There has been more change in the last 3 years of retail than the previous three decades. Today’s consumers shop any time and everywhere. They expect a seamless experience, and unlimited choices from an “endless aisle” of virtual inventory. If traditional retailers remain focused on costs and operating efficiency, they are not asking the right questions that will lead to profitability with today’s omni-channel consumer.

The Role of Gross Margin: GMROII

Within a narrowly defined merchandise category, such as screwdrivers, items will tend to have somewhat similar costs. As a result, an item with a high GMROI is most likely truly more profitable than one with a low GMROI, although there is no absolute certainty of that. When the level of aggregation reaches up to the department level, the ratio really has no value at all.
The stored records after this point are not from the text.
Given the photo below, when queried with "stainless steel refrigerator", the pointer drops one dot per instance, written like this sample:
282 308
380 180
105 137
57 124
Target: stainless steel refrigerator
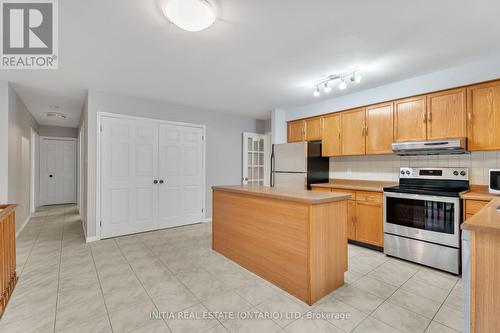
298 165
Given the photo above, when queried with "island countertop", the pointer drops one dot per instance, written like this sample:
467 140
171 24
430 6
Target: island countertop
282 193
356 185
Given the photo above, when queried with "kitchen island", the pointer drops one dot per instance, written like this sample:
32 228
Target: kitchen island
295 239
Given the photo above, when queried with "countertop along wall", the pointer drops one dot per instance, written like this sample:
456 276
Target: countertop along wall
223 140
386 167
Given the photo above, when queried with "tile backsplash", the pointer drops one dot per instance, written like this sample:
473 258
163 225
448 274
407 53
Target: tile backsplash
386 167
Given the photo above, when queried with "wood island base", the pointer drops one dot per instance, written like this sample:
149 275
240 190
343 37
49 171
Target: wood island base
298 245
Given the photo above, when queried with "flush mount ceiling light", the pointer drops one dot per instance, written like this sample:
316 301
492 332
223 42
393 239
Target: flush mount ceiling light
56 115
190 15
343 78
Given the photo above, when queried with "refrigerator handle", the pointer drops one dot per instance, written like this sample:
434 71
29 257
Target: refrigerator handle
271 182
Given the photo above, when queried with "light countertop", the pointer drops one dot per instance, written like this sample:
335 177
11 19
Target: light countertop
357 185
478 192
303 196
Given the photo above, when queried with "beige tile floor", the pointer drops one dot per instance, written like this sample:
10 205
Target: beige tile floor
67 285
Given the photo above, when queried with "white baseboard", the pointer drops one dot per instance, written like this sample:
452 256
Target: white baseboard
91 239
23 225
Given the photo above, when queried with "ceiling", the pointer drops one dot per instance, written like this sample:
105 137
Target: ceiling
259 55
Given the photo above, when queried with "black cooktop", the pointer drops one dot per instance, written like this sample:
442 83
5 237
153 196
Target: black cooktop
442 192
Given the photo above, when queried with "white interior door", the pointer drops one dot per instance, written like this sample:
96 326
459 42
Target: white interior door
254 159
129 161
181 175
57 171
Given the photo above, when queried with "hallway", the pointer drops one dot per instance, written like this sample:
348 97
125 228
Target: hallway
67 285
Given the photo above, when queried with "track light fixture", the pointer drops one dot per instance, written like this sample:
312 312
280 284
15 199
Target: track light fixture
351 75
327 88
342 84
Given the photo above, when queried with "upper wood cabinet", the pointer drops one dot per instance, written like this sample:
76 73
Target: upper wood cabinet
313 129
379 129
410 116
446 114
353 132
296 131
483 114
330 133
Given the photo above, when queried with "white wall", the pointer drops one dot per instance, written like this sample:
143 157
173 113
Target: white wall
84 166
58 132
223 140
278 126
4 141
20 123
386 167
484 70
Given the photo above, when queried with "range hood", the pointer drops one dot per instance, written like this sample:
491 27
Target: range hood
432 147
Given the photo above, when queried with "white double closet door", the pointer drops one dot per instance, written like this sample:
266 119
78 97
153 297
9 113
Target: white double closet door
151 176
57 171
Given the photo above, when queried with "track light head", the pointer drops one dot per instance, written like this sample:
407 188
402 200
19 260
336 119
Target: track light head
356 77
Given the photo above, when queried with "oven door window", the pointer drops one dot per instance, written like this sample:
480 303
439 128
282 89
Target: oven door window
421 214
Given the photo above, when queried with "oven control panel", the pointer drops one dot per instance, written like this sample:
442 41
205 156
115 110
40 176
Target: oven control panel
435 173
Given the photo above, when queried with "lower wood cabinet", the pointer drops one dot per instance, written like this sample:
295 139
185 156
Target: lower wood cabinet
364 216
471 207
369 226
351 219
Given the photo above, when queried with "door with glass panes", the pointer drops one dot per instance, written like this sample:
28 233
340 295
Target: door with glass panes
255 166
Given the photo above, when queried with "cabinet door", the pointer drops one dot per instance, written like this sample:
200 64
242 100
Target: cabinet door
379 129
353 132
296 131
369 227
351 220
331 136
313 129
410 119
446 114
483 113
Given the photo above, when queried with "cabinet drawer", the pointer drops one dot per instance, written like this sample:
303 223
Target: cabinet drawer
339 190
369 196
474 206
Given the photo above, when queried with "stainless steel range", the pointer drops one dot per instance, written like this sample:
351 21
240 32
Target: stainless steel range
422 216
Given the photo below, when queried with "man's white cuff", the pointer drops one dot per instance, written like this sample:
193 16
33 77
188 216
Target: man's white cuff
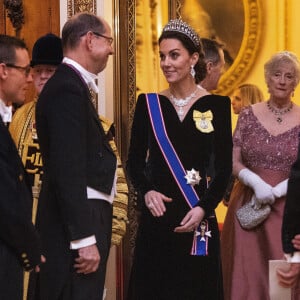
77 244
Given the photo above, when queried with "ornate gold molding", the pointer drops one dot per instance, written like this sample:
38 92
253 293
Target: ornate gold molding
14 10
76 6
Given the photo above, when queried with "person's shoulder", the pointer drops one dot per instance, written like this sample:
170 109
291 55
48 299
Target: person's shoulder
221 99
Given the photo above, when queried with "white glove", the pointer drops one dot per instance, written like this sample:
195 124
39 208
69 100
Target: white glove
280 189
262 190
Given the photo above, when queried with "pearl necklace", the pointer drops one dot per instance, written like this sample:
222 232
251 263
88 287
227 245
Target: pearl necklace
181 103
279 112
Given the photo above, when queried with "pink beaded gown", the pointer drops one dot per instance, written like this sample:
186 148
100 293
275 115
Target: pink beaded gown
245 253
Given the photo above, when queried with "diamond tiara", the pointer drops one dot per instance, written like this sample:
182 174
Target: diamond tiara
180 26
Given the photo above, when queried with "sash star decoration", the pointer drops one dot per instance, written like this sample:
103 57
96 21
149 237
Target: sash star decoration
192 177
203 121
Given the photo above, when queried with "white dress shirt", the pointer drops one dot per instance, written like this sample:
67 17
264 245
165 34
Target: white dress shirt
5 112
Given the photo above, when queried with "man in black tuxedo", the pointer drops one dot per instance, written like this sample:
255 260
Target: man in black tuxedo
19 242
291 227
75 212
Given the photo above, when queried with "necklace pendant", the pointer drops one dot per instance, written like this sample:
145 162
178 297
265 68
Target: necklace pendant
203 123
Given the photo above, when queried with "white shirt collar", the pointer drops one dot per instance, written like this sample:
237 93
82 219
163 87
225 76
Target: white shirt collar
87 76
5 112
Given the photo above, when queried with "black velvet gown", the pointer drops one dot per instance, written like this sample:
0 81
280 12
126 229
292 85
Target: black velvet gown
162 265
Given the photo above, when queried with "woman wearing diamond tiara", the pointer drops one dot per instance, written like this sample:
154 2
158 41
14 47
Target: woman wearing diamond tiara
173 135
265 147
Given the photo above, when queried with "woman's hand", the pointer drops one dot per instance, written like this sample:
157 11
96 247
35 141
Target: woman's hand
155 203
289 278
296 241
191 220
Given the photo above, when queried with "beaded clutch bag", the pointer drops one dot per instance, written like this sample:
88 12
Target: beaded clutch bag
250 217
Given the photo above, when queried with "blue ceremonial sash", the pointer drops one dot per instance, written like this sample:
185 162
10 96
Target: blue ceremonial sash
200 235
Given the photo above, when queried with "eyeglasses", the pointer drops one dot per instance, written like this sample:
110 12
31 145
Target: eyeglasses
108 38
26 69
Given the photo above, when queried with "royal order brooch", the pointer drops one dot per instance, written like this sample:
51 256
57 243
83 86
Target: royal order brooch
192 177
203 120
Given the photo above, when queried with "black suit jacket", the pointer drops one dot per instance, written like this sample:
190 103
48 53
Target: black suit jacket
17 233
291 218
76 154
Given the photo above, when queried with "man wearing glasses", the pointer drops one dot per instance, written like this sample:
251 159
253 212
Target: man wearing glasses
19 243
75 203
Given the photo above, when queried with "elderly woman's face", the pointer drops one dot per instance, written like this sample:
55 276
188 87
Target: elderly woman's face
282 81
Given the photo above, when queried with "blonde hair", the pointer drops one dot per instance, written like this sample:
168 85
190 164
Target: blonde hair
250 94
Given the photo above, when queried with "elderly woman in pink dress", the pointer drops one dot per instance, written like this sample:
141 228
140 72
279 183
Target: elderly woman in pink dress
265 147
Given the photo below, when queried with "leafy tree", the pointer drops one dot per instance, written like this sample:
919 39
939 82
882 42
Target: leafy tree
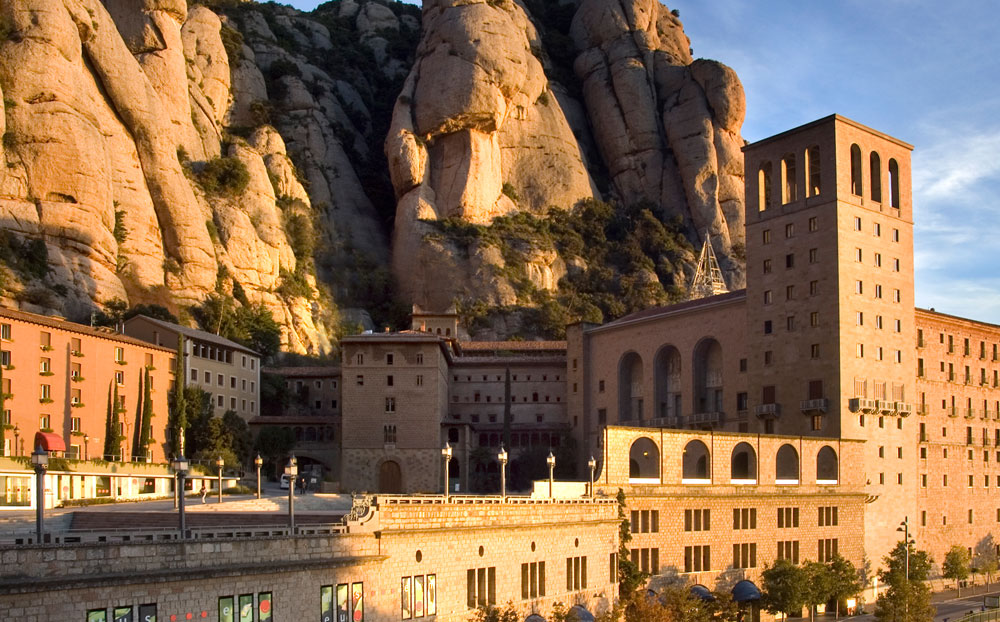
680 603
630 578
985 557
845 579
495 614
818 585
956 566
784 588
274 444
643 608
907 600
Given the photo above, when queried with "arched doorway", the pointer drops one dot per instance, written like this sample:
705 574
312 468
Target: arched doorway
390 478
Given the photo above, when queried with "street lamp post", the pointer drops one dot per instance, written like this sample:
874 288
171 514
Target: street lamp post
220 463
40 460
593 466
502 456
180 465
551 461
446 455
292 471
257 462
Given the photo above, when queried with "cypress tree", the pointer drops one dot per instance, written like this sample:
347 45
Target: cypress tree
137 449
109 440
146 436
3 420
178 412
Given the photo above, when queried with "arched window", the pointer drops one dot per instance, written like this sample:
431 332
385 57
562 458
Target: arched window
893 183
788 186
813 181
744 463
630 388
667 384
644 460
764 186
827 469
696 467
856 170
708 376
876 176
786 465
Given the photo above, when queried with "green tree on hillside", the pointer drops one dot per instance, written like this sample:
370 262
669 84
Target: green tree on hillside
956 566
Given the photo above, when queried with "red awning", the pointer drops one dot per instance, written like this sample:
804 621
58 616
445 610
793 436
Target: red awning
49 442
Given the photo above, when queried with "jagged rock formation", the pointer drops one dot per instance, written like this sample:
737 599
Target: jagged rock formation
667 126
166 153
478 132
479 124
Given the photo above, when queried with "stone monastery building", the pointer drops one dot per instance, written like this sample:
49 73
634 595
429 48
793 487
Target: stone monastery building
826 405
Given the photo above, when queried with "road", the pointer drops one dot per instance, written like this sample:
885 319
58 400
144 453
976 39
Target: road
947 611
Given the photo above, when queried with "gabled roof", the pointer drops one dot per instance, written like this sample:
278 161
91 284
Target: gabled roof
190 333
82 329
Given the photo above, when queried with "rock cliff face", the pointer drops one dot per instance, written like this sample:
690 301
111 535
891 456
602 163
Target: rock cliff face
479 131
166 153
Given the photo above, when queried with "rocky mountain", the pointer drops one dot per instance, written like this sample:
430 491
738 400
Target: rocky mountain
531 156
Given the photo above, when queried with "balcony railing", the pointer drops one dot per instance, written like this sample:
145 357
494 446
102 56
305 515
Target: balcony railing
862 404
821 404
767 410
705 418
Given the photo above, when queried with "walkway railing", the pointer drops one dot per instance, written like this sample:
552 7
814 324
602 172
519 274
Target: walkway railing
983 616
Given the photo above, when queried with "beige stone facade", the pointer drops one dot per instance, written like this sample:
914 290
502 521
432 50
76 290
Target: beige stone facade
716 507
224 368
312 414
58 377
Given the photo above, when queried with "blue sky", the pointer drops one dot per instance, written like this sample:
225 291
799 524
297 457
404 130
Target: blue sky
917 70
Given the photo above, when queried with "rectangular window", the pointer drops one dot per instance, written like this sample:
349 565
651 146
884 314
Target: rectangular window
532 580
745 555
697 558
744 518
576 573
789 549
697 520
827 549
788 518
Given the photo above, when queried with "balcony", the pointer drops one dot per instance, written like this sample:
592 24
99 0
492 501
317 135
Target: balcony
861 404
767 410
709 418
819 405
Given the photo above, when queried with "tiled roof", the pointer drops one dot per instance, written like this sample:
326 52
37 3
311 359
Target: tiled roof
193 333
512 346
679 307
91 331
305 372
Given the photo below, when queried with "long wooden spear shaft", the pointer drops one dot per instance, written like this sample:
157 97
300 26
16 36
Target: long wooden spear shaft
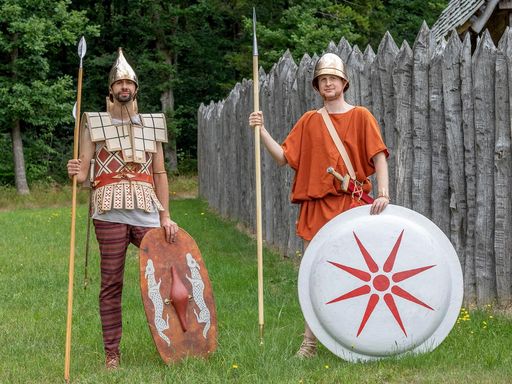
257 167
82 48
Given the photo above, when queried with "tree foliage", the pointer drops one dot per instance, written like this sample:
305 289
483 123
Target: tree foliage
184 52
35 97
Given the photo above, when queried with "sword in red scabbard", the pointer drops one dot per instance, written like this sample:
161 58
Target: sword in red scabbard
348 186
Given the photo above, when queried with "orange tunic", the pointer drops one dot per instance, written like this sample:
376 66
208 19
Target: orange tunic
309 150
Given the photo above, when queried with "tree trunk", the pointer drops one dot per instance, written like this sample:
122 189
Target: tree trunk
19 160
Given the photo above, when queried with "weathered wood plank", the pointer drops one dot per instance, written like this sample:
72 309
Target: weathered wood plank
503 172
402 85
385 60
483 77
468 129
440 198
455 143
422 141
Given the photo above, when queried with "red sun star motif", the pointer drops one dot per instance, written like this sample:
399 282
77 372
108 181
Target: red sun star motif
378 281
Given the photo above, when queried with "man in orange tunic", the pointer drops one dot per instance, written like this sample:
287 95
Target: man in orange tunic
310 150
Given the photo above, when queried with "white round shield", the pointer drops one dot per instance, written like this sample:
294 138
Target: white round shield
373 286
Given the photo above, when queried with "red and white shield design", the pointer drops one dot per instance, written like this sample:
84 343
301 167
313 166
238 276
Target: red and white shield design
372 286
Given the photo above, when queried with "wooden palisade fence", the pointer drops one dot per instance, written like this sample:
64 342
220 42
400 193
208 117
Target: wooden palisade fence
445 114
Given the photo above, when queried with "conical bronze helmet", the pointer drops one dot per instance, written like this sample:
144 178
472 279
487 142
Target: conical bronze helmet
121 70
330 64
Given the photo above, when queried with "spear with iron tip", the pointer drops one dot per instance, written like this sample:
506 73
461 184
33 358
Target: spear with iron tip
82 48
259 236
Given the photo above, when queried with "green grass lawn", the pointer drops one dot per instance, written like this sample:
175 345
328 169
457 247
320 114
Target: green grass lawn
34 251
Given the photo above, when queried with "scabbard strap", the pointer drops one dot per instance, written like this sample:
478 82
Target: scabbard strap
116 177
337 141
355 188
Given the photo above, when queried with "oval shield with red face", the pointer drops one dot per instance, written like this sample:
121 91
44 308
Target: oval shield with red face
372 286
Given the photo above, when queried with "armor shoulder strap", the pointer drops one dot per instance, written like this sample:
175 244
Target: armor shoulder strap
157 122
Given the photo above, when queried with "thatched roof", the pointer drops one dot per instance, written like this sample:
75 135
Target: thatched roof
462 15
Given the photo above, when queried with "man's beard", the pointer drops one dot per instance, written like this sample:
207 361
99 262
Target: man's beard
123 99
335 97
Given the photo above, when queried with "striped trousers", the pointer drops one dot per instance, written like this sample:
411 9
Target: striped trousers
113 240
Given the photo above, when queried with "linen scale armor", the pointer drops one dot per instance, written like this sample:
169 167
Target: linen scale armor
124 155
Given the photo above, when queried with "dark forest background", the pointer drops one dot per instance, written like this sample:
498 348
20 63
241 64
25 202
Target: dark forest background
184 52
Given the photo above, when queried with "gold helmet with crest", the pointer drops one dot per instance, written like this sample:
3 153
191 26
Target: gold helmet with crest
121 70
330 64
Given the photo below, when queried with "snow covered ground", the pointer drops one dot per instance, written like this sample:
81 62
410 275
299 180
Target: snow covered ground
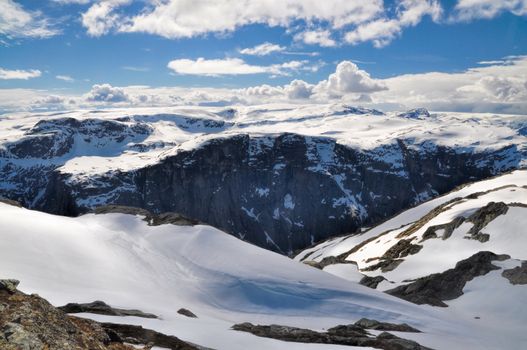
499 305
184 128
121 260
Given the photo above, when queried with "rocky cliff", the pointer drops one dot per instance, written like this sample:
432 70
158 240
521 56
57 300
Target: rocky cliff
279 189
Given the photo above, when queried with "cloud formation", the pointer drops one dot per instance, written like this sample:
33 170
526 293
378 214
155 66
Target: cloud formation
231 66
106 93
467 10
190 18
16 22
65 78
6 74
316 37
383 30
499 87
262 49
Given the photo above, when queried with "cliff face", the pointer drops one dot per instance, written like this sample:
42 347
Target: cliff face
279 190
281 193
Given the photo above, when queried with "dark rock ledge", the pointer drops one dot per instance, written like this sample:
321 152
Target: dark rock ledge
29 322
517 275
447 285
101 308
351 335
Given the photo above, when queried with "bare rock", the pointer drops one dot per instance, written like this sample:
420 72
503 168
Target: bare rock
385 326
371 282
351 335
9 285
187 313
101 308
448 285
517 275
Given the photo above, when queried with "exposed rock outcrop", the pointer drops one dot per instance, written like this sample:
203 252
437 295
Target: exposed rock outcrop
186 312
483 217
29 322
282 191
352 335
101 308
372 282
138 335
385 326
150 218
517 275
448 285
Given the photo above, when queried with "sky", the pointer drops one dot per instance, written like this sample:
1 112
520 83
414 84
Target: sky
451 55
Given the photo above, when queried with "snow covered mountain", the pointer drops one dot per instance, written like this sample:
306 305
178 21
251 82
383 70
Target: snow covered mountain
127 263
279 176
465 251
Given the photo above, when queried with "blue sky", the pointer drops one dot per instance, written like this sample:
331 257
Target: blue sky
76 44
Some departments may be dominated by items that are expensive to sell and require costly support. Other departments may be home to items with very low sales costs and requiring almost no support. A department with a high GMROI may or may not be more profitable than one with a low GMROI. Comparisons across departments with GMROI should not be made .. In summary, as an absolute yardstick, GMROI should be limited to two cases. First, SKUs with very similar expense structures (all within a narrowly-defined merchandise category, for example) can be compared directly on the basis of their GMROI. Second, year-to-year changes can be evaluated with some degree of confidence. If the 100.0% GMROI SKU achieves a 150.0% GMROI during the next year, then things are getting better. The firm will not know when the SKU stops being terrible and becomes simply bad or even graduates to good or excellent. Higher is better than lower is all you get.

Walmart provides GMROII data to its suppliers

Indeed, inventory is often the 2nd most expensive thing for retailers to operate. And, in the case of Walmart, their large stores stock as many as 200,000 items!

.. Through Retail Link, Walmart essentially gives suppliers all of their sell through data by SKU, by hour, by store. They also give vendors on-hand inventory by SKU, as well as gross margin achieved, inventory turns, in-stock %, and yes, the metric of GMROII! Essentially, Walmart has created a vendor managed inventory system where they let you the supplier decide where to put SKUs and how to ship through to stores.